Assuming you are compounding returns, the optimal strategy is given by:
μ/σ^2
For your strategy this is 0.05/0.01 = 5x, but because of your constraint of a maximum of 2x, then you'd choose 2x. From a first principles basis, the formula is derived by:
- Assuming that the change in asset price, dS, is given by:
dS = Sμ * dt + Sσ * dW
Since leverage, λ, is instantaneously linear for returns (+1% on 2x leverage = 2%), levered returns are given by:
λ * dS/S = λ * (μ * dt + σ * dW)
- In the continuous case, the log returns are given by:
ln((S_t + dS)/S_t) = (μ - σ^2/2) * dt + σ * dW
The '- σ^2/2' term comes from the second term of the Taylor series expansion of ln(x+1).
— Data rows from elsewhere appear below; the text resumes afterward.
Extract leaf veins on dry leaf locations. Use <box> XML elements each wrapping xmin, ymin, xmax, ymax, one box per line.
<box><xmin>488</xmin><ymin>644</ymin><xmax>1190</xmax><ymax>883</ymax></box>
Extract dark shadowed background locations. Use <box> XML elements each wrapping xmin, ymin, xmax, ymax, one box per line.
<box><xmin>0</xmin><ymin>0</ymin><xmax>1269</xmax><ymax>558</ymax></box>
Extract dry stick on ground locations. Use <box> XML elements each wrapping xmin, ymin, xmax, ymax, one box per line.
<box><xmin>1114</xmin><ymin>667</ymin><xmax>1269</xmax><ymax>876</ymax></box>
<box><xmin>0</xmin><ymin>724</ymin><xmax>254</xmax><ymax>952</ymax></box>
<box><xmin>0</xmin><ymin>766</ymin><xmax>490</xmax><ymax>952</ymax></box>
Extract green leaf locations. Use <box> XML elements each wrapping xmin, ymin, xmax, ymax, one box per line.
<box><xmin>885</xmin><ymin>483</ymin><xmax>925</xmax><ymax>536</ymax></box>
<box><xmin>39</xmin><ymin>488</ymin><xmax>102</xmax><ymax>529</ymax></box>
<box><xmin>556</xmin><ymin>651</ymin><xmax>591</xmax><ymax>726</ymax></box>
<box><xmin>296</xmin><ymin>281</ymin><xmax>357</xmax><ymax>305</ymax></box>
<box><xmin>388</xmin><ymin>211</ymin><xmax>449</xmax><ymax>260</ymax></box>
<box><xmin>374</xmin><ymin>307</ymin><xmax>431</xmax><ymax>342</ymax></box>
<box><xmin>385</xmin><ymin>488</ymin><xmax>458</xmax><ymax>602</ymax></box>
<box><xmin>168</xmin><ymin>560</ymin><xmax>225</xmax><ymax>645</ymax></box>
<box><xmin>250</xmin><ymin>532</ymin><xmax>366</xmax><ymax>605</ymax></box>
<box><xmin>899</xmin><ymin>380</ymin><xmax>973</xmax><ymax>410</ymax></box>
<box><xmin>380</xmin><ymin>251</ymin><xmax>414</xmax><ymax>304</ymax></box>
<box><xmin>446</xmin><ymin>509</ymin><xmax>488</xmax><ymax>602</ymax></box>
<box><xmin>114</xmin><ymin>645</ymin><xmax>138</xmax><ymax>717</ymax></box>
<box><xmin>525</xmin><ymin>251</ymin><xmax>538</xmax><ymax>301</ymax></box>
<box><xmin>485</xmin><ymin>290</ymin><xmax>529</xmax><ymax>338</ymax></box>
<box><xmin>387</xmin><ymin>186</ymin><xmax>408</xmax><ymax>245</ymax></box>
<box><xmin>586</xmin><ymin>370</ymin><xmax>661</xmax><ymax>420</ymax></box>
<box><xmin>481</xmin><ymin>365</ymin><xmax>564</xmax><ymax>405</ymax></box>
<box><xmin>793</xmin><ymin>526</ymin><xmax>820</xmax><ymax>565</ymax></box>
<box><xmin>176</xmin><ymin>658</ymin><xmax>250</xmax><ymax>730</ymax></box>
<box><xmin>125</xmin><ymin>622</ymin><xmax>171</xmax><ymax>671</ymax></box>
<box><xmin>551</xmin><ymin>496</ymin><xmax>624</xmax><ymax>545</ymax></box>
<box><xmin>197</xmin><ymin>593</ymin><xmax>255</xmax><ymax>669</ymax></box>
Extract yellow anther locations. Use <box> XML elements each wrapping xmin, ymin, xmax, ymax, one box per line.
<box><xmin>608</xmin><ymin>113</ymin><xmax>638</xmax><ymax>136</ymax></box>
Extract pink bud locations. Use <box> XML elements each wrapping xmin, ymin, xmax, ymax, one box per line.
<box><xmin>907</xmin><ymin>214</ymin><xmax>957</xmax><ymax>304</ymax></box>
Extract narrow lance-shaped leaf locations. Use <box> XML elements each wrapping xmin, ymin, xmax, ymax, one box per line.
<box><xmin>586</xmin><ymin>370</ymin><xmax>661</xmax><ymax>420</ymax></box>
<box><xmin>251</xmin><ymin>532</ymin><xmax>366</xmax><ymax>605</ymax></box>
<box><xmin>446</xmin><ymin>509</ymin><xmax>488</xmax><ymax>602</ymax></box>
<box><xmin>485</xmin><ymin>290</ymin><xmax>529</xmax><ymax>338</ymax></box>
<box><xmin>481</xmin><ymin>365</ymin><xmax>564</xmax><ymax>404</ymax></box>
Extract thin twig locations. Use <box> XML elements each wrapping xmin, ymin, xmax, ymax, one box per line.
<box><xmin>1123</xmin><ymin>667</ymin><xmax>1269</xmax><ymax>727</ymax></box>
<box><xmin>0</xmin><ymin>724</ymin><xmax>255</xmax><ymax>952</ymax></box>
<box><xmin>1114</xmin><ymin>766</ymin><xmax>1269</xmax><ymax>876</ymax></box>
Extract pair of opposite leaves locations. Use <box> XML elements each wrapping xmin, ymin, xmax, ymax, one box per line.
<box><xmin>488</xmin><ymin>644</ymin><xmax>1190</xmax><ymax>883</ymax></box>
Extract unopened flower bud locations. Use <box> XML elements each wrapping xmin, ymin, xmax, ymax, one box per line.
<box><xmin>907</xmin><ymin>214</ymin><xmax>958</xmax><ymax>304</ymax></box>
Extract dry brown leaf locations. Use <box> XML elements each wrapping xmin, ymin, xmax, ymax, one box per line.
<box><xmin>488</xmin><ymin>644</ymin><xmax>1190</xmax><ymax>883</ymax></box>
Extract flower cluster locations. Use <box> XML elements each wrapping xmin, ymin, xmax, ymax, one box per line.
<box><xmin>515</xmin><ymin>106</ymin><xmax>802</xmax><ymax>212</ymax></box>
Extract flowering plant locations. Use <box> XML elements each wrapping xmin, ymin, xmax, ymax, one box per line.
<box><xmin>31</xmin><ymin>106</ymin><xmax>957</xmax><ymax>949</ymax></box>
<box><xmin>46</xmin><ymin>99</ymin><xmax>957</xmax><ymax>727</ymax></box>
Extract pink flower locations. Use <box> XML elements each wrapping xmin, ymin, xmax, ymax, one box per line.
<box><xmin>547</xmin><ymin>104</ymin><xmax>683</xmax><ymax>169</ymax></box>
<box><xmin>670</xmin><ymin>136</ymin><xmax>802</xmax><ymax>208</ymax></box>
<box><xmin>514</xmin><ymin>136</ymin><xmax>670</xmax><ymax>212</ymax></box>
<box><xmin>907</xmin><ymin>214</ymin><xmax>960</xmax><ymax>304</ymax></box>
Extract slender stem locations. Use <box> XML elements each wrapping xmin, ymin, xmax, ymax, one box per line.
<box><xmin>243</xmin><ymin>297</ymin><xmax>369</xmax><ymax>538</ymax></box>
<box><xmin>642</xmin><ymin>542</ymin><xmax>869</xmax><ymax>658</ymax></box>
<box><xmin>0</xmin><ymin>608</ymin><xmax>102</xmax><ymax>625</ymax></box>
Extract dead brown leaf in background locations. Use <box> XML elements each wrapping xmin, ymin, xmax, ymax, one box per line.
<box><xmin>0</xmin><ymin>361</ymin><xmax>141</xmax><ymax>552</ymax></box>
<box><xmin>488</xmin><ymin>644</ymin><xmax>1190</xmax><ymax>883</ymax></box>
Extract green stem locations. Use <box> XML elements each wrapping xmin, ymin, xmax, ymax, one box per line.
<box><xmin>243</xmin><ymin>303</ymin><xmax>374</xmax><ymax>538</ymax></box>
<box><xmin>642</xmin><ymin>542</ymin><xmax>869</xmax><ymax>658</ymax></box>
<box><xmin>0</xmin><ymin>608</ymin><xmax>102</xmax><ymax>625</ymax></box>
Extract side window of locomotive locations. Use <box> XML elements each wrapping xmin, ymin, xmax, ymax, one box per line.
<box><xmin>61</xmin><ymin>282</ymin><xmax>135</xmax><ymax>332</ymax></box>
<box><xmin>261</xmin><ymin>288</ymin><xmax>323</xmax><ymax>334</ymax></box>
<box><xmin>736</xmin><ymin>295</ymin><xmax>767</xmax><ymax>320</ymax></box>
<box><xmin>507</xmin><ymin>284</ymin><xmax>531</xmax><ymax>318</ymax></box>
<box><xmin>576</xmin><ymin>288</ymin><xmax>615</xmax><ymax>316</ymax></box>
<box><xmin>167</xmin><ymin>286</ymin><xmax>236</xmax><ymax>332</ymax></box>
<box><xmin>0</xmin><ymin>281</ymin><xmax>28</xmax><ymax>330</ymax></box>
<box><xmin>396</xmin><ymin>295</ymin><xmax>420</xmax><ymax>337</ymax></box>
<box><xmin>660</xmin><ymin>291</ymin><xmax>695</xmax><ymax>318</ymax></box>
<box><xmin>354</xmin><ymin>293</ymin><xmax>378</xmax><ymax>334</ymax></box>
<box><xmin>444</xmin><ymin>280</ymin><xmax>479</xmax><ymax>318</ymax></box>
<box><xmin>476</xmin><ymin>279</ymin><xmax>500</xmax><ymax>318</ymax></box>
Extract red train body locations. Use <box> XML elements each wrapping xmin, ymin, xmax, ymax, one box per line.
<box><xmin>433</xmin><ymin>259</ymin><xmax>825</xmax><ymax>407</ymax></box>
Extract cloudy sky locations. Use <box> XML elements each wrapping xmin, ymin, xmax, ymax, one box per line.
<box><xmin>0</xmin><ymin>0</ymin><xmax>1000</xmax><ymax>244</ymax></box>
In the levered case, the leverage is squared in the variance term, meaning the levered log/continuously compounded returns are given by:
(λμ - λ^2σ^2/2) * dt + λ*σ * dW
- The expected levered return is given by:
(λμ - λ^2σ^2/2) * dt
Intuitively, one can see that if leverage or variance is too high, the expected return turns negative. One can differentiate the function with respect to λ:
dR_λ/dλ = (μ - λ*σ^2)*dt
Setting to 0 to find the maximum:
μ = λ*σ^2
Solving for λ:
μ/σ^2 = λ
Note that this is only the optimal leverage when returns are definitely defined by a normal distribution, with no sampling error of the mean or volatility. In markets we rarely see returns globally defined by their long-run means or variances (though, perhaps locally we do with more frequent measurements), and with higher kurtosis and non-zero skewness, it is ill-advised to lever as high as the formula would indicate. Half is a popular alternative.